Liberal-held Kings-Hants also got four funding announcements. Scott Brison, the current MP, won in a close election in 2011. Just over 1,000 votes separated him from his Conservative competitor David Morse, who will be running again this election.
And the top three biggest funding commitments are in opposition ridings:
- Edmonton Centre, held by the NDP’s Linda Duncan, is getting a light rail transit extension, for which the federal government is contributing $150 million. It’s also the only non-Conservative riding in Alberta.
- Ottawa Centre, held by the NDP’s Paul Dewar, is getting $62 million for sewage tunnels designed to prevent untreated sewage from flowing into the Ottawa River.
- Westmount-Ville Marie, in Montreal, is held by the Liberals’ Marc Garneau. In January, the federal government announced $43.7 million for upgrades to the Port of Montreal in the riding.

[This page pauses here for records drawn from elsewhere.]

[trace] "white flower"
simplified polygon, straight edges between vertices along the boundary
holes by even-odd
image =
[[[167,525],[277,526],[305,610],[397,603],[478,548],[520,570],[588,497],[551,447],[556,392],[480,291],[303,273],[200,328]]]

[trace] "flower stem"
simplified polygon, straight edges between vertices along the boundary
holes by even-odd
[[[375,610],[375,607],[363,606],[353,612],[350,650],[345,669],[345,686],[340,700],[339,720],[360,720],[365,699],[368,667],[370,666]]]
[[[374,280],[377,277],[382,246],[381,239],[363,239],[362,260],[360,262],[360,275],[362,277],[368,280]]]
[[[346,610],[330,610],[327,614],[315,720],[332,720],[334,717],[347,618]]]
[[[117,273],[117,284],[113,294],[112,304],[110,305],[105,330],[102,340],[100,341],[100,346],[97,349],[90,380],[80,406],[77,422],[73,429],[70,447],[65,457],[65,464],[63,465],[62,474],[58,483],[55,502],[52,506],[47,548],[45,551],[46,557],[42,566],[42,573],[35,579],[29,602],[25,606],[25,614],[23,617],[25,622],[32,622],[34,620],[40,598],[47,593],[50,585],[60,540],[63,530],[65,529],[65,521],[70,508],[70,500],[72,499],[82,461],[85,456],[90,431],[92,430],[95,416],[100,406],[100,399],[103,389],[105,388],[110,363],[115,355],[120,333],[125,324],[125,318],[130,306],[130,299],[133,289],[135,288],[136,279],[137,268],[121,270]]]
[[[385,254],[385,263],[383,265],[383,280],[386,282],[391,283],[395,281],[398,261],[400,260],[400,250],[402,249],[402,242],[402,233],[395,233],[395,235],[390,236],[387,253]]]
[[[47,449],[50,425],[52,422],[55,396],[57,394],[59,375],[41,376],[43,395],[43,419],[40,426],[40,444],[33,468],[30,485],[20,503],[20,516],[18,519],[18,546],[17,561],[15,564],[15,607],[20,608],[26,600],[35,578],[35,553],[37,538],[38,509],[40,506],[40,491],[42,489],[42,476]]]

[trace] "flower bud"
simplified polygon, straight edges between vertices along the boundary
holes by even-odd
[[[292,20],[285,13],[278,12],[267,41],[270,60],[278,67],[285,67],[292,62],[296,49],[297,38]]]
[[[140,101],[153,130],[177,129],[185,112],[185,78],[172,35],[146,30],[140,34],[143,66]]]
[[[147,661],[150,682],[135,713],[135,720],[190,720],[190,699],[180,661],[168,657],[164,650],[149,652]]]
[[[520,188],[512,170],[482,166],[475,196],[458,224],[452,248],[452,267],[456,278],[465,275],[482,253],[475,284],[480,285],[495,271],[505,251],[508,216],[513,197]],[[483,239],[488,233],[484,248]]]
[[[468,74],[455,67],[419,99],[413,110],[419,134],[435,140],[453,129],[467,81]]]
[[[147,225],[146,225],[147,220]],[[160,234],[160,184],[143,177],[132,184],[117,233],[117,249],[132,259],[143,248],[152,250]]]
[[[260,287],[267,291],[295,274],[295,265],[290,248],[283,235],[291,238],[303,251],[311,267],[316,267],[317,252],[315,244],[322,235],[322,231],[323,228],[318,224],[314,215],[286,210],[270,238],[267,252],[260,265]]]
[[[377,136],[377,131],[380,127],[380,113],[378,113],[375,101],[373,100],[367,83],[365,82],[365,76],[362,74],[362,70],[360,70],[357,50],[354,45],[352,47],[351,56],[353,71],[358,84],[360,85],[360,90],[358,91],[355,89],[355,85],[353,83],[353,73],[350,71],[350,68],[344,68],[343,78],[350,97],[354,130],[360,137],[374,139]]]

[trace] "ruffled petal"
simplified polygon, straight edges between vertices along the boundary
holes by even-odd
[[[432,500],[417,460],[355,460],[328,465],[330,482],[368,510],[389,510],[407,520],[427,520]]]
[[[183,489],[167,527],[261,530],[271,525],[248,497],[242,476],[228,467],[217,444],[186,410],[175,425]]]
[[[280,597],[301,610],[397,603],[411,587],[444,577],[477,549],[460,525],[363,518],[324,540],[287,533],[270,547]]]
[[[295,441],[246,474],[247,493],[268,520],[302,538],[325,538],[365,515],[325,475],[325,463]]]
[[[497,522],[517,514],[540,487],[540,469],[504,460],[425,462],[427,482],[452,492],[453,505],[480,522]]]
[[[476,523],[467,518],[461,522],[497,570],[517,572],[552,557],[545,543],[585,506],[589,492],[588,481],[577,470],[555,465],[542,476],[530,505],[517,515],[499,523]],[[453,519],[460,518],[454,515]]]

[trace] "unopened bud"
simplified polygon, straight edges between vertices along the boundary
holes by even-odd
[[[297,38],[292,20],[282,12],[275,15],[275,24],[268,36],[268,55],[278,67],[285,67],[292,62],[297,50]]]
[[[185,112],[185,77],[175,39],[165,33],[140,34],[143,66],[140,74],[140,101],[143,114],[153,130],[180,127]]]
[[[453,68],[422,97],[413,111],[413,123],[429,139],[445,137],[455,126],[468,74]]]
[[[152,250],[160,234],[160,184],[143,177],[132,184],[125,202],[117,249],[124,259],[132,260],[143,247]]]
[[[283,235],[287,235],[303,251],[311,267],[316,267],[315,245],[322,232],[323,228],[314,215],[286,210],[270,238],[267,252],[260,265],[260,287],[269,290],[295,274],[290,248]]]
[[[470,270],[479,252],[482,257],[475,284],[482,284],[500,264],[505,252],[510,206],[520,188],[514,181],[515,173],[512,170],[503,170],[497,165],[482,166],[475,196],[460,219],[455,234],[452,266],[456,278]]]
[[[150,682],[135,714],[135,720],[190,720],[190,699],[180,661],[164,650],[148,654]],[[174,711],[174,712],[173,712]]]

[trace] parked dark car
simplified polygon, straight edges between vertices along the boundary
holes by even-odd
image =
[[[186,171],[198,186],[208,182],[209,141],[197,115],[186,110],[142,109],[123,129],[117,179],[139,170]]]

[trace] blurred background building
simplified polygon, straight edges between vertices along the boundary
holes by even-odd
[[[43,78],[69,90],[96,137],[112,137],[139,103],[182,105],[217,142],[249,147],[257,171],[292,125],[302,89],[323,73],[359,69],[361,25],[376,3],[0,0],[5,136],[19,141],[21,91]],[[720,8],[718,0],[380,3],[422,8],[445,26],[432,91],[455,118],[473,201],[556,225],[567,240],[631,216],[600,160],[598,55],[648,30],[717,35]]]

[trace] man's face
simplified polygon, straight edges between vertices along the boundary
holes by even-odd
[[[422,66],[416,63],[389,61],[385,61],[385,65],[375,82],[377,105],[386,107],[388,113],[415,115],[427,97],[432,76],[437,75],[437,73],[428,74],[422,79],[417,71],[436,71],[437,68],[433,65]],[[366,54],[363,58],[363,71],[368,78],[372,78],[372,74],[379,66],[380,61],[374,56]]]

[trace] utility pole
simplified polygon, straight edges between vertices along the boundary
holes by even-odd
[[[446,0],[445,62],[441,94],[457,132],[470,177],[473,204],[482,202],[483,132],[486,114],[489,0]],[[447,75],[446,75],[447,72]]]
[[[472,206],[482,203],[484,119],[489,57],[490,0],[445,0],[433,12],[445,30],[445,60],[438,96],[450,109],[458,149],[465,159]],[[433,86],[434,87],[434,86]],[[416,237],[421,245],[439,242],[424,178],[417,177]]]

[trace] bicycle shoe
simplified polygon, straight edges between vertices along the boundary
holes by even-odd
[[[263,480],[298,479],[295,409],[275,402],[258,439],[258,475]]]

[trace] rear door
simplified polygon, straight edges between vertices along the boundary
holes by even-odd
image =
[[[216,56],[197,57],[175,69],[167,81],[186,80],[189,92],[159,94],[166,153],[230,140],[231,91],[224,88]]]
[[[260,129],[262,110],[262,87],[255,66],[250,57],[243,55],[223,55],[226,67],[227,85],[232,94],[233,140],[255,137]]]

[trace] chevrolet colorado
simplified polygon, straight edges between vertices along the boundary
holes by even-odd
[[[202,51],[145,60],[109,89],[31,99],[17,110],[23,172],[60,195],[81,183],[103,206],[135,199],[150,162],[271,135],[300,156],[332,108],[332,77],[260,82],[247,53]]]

Although these particular projects are in opposition ridings, the fact that they’re big commitments in urban centres mean that their effects are felt more generally, said Pammett. “If it’s transit for the whole city, it’s not necessarily going to be appealing to people only in one area.” These announcements could be an effort to improve the government’s image in areas where there is a high concentration of seats, he said.
Money could be a long way off
Although government ministers have been announcing projects all over the country, in several cases, the money is contingent on final agreements being signed or the project meeting federal application requirements.
And the announcements keep on coming – there were 57 from the beginning of May up to July 7, with more coming out every few days – possibly right up until the election is called for this fall.
But according to the original plan for the New Building Canada Fund, most of the fund’s money won’t actually be spent for years: for example, the government plans to spend ten times as much in 2023-24 as it did in 2015-16.
“It’s all back-end-loaded,” said Goodale. “So they make announcements today, but the projects are all two or three or four years down the road.”
Neither Infrastructure Canada nor the infrastructure minister’s office would say how many projects are currently under construction. However, documents tabled in the House of Commons show that on April 30, 2015, 12 New Building Canada Fund projects were under construction. 45 projects had funding commitments on that date.
“If they hadn’t back-end loaded the dollars, they could be investing in a great many more projects right now rather than just making the announcement in a few places and saying the dollars will come later,” said Goodale.
Does it work?
But are voters really swayed by funding announcements for new storm sewers?
“I don’t think we know directly how effective it is. It’s a very difficult thing to research,” said Pammett.
At the federal level, he said, “There’s not so much evidence that people are really moved by direct things that are designed to impact them: personal little boutique tax cuts or maybe they’re going to create new sewers in your district or something like that. People often don’t really attribute those benefits to the people giving them.”
There are other impacts though. “It has a mixed effect. People in a way don’t want to sneer at (the projects) if they look like good things, but it creates along the way a kind of cynicism: why are they doing this at election time, it’s only where they hope to make gains, that kind of thing. Whether it’s true or not.”
“It sort of feeds the cynicism that’s already around in the public about why politicians are doing things. And in a way, that’s not very healthy for the political system in general.”
The information for this report was compiled from news releases sent by Infrastructure Canada, announcing the different funding commitments. Several projects were also announced Wednesday, however, this analysis only included projects announced up to July 7, 2015.